“Chorrord Inknishkhanutyun” calls President Serzh Sarkisian’s latest visit to Brussels a failure, alleging that the European Union refused to provide more economic assistance to Armenia before it holds more democratic elections and makes more active efforts to resolve the Nagorno-Karabakh conflict. “This is bad news for Serzh Sarkisian because more and more money is needed for servicing Armenia’s external debt,” writes the pro-opposition daily.
Interviewed by “Yerkir,” political analyst Armen Badalian says continued cooperation between the opposition Armenian National Congress (HAK) and the Prosperous Armenia Party (BHK) is a real possibility. He disagrees with suggestions that HAK leader Levon Ter-Petrosian sought to win over the BHK at a rally in Yerevan last week. Badalian says Ter-Petrosian only said that he wants the BHK to remain in opposition to Serzh Sarkisian. “They both are opposition forces, and as we saw during the parliament vote on the government’s program, there was cooperation not only between the HAK and the BHK but also Dashnaktsutyun and Zharangutyun,” he says.
Another pundit, Hmayak Hakobian, tells “Aravot” that Sarkisian, Ter-Petrosian and the other former president, Robert Kocharian, would like to participate in next year’s presidential election in one way or another. For Kocharian, Hakobian says, the 2013 election will be “the last chance to return to active politics.” “Or else, he will face a totally different situation and circumstances in 2018,” he says, adding that BHK leader Gagik Tsarukian is manipulating all three men. “Gagik Tsarukian will fool two of them,” alleges Hakobian, who ran for the parliament on the BHK ticket but apparently fell out with Tsarukian after the May 6 elections. “I can tell you for sure that Levon Ter-Petrosian will be one of them. But I don’t know whether the other one will be Kocharian or Sarkisian.”

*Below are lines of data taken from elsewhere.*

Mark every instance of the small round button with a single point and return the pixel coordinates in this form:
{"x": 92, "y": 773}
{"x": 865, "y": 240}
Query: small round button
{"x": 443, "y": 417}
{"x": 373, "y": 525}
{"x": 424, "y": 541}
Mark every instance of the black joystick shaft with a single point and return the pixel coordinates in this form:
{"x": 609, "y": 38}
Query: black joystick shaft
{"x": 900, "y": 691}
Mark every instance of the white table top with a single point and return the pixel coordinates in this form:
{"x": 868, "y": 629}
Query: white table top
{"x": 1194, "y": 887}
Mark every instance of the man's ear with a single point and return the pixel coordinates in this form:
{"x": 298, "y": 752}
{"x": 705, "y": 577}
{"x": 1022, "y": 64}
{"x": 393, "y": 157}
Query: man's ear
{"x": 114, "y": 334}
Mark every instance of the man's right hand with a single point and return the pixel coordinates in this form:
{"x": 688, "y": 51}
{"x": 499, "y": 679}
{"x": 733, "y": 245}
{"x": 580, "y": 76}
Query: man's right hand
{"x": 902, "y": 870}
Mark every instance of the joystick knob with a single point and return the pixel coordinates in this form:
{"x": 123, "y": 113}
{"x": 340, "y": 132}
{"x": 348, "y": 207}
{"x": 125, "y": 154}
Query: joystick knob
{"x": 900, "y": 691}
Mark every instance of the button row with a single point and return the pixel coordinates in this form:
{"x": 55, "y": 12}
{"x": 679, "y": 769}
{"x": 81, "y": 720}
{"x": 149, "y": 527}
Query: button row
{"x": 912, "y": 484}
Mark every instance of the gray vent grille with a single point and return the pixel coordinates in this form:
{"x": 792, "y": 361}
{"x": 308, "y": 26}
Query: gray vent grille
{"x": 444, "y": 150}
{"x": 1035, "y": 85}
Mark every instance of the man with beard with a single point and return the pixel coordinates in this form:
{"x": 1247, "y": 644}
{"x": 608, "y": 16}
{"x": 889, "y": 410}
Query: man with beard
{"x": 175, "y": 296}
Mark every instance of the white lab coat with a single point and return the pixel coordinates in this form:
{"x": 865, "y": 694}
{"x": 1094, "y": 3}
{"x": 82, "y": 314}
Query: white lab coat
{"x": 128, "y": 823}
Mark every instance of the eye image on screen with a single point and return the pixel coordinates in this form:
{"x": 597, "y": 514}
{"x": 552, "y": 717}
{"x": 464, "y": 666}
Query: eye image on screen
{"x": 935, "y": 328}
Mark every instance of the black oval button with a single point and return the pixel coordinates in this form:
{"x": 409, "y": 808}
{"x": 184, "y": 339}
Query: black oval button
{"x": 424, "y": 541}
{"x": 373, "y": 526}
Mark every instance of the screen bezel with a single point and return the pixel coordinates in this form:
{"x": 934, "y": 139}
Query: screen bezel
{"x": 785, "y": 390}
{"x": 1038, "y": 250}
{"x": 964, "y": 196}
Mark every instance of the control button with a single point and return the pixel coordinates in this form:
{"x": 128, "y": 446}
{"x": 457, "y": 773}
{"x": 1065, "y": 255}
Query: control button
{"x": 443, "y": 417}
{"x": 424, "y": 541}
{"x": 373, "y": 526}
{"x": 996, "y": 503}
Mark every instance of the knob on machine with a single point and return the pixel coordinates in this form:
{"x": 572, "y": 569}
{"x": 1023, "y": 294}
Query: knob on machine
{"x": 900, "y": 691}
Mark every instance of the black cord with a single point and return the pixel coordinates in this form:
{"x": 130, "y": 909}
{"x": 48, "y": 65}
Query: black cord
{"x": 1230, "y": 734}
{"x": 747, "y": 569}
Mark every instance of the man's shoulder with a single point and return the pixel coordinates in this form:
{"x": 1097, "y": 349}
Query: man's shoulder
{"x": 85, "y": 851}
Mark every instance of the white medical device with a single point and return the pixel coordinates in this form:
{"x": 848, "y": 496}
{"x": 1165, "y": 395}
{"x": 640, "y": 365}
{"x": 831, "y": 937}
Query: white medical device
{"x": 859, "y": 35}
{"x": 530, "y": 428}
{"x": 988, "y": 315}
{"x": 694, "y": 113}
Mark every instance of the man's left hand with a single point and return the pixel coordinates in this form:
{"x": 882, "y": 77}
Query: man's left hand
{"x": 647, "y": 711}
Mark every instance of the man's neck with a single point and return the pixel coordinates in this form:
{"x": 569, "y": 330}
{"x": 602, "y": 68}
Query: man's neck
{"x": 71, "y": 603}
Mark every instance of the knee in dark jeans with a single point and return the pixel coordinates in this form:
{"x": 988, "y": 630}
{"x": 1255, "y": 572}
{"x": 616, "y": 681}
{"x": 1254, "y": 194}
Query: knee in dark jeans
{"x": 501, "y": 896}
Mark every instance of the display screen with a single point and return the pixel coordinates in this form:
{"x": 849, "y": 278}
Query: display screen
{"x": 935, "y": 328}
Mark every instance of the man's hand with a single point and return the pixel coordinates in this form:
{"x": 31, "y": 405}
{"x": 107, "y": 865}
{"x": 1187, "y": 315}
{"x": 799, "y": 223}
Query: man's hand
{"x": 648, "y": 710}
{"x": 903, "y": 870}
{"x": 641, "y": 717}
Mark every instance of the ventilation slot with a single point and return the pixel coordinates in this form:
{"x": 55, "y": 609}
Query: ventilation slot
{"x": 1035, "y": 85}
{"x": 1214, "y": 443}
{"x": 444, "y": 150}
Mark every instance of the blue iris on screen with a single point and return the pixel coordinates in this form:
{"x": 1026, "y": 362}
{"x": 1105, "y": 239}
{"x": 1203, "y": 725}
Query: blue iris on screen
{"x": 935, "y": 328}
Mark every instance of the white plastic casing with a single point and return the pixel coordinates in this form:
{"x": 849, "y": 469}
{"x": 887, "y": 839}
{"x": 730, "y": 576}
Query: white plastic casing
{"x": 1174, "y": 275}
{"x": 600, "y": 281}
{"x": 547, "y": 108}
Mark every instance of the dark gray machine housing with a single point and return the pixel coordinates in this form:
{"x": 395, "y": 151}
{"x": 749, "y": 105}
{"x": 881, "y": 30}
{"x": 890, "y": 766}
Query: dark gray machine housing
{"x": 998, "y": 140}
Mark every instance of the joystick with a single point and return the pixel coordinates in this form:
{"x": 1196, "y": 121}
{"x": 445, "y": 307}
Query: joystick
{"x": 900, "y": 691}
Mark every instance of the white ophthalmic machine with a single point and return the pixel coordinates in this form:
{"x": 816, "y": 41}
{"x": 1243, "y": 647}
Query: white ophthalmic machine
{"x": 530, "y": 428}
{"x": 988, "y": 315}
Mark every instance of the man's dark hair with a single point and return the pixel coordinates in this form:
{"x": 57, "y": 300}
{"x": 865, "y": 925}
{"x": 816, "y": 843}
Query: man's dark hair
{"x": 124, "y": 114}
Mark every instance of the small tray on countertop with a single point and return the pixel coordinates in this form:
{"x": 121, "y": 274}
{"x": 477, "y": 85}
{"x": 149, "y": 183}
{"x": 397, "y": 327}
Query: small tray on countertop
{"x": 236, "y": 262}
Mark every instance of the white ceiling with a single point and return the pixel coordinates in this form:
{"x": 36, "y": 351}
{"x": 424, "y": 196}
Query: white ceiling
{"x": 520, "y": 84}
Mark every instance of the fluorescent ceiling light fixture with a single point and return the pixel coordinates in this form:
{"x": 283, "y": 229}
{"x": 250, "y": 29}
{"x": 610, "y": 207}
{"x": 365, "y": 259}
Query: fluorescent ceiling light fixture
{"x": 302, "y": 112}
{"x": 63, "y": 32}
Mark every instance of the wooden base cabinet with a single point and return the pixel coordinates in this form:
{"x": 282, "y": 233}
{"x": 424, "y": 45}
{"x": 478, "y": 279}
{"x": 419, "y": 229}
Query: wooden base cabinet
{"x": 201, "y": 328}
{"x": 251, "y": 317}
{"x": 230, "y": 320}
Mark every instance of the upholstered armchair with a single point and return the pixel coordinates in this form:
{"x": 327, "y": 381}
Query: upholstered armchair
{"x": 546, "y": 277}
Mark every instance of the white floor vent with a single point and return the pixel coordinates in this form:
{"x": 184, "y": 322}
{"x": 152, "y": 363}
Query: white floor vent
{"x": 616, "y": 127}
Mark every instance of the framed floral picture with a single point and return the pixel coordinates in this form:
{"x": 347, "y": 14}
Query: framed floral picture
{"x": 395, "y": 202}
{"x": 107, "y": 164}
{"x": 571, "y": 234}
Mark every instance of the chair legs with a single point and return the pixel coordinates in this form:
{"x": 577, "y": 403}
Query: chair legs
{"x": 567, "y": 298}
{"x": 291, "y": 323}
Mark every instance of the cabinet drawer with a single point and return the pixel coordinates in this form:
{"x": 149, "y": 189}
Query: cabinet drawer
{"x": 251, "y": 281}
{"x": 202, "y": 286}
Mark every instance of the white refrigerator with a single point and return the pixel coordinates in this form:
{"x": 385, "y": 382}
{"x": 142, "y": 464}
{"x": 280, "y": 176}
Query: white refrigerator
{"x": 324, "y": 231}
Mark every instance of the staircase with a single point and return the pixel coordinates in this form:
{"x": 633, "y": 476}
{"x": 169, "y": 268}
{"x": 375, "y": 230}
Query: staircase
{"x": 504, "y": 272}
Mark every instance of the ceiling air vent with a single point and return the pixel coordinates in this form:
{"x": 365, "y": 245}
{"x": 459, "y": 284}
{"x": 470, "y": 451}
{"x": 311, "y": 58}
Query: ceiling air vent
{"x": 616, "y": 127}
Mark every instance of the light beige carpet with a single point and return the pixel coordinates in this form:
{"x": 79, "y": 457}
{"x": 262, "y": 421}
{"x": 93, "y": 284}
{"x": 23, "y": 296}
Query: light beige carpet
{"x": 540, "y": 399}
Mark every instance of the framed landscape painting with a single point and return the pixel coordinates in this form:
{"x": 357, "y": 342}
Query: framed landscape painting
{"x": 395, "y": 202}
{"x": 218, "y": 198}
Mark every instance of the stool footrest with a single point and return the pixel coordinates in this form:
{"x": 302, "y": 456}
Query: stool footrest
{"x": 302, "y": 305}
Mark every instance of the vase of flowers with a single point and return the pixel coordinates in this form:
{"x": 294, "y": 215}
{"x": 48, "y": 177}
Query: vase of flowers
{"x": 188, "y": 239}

“Hayots Ashkhar” says foreign direct investment in the Armenian economy has steadily fallen in the last few years. “True, the global economic crisis has played a certain role,” writes the paper. “But that is not the only reason for investors’ decreased interest in Armenia. In many other countries, including neighboring Georgia, foreign investments have not only not decreased but actually risen drastically. So we should look for the problem in the economic environment. And in that regard, the situation in Armenia is not that good.”